| name | banksy-merged-v3 |
| description | BANKSY spatial transcriptomics analysis tool - complete documentation with notebooks and source code |
Banksy-Merged-V3 Skill
Comprehensive assistance with BANKSY spatial transcriptomics analysis, including spatially-aware clustering, multi-sample integration, and advanced visualization techniques.
When to Use This Skill
This skill should be triggered when:
- Working with spatial transcriptomics data - 10x Visium, Slide-seq, MERFISH, or other spatial platforms
- Running BANKSY analysis - Setting up spatial clustering with neighborhood information
- Multi-sample integration - Combining multiple spatial datasets with Harmony or other methods
- Spatial coordinate processing - Staggering coordinates, handling sample-specific treatments
- Clustering and visualization - Running Leiden clustering, UMAP embedding, and spatial plotting
- Performance evaluation - Computing ARI scores, comparing clustering results
- Data preprocessing - HVG selection, normalization, quality control for spatial data
Quick Reference
Common Patterns
Basic BANKSY Setup
from banksy.initialize_banksy import initialize_banksy
from banksy.embed_banksy import generate_banksy_matrix
# BANKSY parameters for spatial clustering
coord_keys = ('x_pixel', 'y_pixel', 'coord_xy')

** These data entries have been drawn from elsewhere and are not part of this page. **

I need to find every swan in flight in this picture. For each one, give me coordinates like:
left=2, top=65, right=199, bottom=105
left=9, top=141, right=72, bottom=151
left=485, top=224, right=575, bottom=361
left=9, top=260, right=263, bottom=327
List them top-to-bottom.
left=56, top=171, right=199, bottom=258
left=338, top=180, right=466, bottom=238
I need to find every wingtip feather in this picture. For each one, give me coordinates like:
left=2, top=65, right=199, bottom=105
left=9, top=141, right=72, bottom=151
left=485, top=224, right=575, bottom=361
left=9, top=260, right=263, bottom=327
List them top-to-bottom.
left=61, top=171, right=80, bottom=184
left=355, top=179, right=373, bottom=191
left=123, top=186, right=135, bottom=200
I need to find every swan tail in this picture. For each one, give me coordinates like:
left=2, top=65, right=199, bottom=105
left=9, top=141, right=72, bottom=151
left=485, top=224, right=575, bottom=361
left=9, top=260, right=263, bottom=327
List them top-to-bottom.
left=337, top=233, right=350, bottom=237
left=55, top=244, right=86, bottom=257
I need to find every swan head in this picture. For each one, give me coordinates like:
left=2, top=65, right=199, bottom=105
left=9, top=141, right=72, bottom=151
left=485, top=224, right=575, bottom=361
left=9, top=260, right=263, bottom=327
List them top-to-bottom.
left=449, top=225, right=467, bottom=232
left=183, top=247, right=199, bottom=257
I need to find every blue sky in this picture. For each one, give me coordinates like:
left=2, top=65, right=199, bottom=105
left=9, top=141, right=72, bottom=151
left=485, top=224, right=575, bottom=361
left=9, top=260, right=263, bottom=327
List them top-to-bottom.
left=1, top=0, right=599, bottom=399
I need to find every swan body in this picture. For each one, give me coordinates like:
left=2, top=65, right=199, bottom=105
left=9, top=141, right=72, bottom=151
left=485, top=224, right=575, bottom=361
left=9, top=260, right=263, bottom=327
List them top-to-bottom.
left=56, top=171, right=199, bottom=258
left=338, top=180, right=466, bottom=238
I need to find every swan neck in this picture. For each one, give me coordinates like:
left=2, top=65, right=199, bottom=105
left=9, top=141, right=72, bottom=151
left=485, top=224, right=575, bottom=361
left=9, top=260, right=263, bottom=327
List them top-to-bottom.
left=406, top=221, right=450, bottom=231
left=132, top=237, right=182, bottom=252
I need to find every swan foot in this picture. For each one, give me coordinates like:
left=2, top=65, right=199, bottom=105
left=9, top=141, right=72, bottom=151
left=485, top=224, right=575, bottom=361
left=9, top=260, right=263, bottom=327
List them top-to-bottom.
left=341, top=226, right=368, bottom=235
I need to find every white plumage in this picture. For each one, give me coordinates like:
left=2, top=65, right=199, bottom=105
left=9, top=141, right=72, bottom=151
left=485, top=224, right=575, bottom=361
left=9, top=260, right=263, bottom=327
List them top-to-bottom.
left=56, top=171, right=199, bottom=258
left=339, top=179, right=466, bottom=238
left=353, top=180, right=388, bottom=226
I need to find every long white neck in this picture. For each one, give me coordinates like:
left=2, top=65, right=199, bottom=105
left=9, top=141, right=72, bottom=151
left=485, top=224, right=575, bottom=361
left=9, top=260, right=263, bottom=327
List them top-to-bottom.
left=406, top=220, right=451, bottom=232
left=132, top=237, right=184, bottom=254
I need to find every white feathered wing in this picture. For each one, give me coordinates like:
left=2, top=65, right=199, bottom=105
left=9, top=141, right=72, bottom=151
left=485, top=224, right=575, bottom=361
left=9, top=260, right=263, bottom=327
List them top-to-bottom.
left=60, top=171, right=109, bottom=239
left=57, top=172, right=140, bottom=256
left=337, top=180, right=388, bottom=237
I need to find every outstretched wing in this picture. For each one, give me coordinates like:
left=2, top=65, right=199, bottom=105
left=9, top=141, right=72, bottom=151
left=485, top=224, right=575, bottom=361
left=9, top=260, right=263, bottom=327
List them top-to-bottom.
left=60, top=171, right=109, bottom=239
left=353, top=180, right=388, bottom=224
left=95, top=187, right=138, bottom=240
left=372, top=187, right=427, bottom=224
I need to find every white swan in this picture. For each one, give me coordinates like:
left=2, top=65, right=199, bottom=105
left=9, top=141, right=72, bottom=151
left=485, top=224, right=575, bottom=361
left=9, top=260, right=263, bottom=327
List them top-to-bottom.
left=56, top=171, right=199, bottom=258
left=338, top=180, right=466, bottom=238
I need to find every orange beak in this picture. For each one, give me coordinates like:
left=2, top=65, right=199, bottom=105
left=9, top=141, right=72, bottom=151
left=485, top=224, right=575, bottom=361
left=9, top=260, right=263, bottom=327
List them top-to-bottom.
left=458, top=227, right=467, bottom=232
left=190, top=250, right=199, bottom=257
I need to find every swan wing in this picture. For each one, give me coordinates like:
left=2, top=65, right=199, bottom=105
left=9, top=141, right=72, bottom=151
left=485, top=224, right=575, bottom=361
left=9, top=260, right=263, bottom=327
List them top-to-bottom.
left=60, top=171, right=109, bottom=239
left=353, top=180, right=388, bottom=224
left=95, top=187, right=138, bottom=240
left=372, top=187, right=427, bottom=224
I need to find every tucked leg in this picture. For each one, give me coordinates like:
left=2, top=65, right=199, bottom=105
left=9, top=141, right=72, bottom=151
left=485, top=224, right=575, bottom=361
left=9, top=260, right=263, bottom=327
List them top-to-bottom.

nbr_weight_decay = 'scaled_gaussian'
k_geom = 18
lambda_list = [0.2] # Spatial weighting parameter
m = 1 # Maximum neighborhood order
Multi-Sample Data Loading
from scanpy import read_10x_h5
import anndata as ad
def load_multisamples_as_one(sample):
data_path = os.path.join("data", "DLPFC", sample)
expr_path = os.path.join(data_path, f"{sample}_raw_feature_bc_matrix.h5")
spatial_path = os.path.join(data_path, "tissue_positions_list.txt")
# Load expression data
adata = read_10x_h5(expr_path)
# Load spatial coordinates
spatial = pd.read_csv(spatial_path, sep=",", header=None, index_col=0)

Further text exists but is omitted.